I recently stumbled across a bit of a saga/debate/discussion/part-soap opera around self-employment within the estate agency field. Figures relating to earning potential were being bandied around, some income-related brags made and one firm suggested that individual self-employed agents can earn up to £64,000 more per year than fully-employed counterparts.
On this matter, Nested outlined that the average UK agent currently earns an annual gross income of £24,096. When they successfully sell a home, the average fee of 1.5% equates to £3,833 in commission, although the agent individually receives only around 10% of this as commission – so £383 per sale. It goes on to presume that the average agent sells 30 homes per year, making an additional £11,499 and pushing gross income to £35,595.

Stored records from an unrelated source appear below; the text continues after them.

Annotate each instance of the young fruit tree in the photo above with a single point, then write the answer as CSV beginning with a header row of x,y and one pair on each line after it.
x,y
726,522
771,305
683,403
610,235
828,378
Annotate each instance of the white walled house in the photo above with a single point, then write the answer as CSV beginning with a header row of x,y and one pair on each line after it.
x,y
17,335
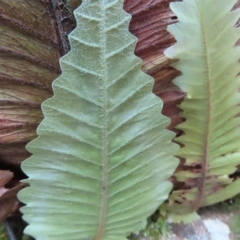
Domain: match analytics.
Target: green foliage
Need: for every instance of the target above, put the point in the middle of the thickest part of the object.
(209, 64)
(102, 158)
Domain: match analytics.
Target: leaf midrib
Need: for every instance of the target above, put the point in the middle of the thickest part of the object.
(201, 188)
(105, 161)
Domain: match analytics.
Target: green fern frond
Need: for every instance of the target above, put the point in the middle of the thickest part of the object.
(208, 60)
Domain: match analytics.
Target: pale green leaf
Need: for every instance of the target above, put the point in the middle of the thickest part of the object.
(208, 61)
(102, 159)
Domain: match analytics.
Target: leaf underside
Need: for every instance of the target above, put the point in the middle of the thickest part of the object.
(100, 163)
(149, 24)
(209, 64)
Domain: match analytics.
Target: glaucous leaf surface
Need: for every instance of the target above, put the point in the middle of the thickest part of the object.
(209, 64)
(103, 156)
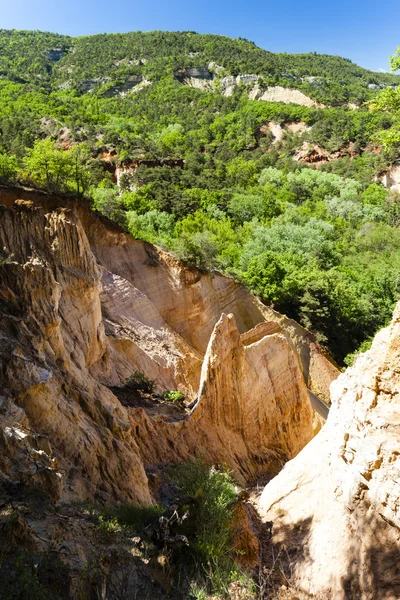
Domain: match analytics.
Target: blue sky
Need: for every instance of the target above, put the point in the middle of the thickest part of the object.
(365, 31)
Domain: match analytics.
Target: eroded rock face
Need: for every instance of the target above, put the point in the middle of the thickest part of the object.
(336, 505)
(83, 306)
(252, 412)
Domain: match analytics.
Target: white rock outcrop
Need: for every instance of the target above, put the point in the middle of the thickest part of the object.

It further added that even in London, where higher house prices and a higher average fee (1.74%) mean more commission, the combined annual gross earnings from both salary and commission is £64,982. However, the company insists that a self-employed agent selling 30 homes a year at a 1.5% fee would instead pocket up to 100% of sales commission amounting to a gross income of £114,991. This has since led to a number of follow up stories around how much income some self-employed agents are said to be raking in.
From my perspective, these figures provide something of a simplistic view as there are numerous things to take into account such as insurance, accountancy fees, tax implications, pensions, sick pay, a variety of professional fees etc, etc. Although, it’s clear that there are many benefits attached to self-employment from a financial, flexibility and lifestyle standpoint.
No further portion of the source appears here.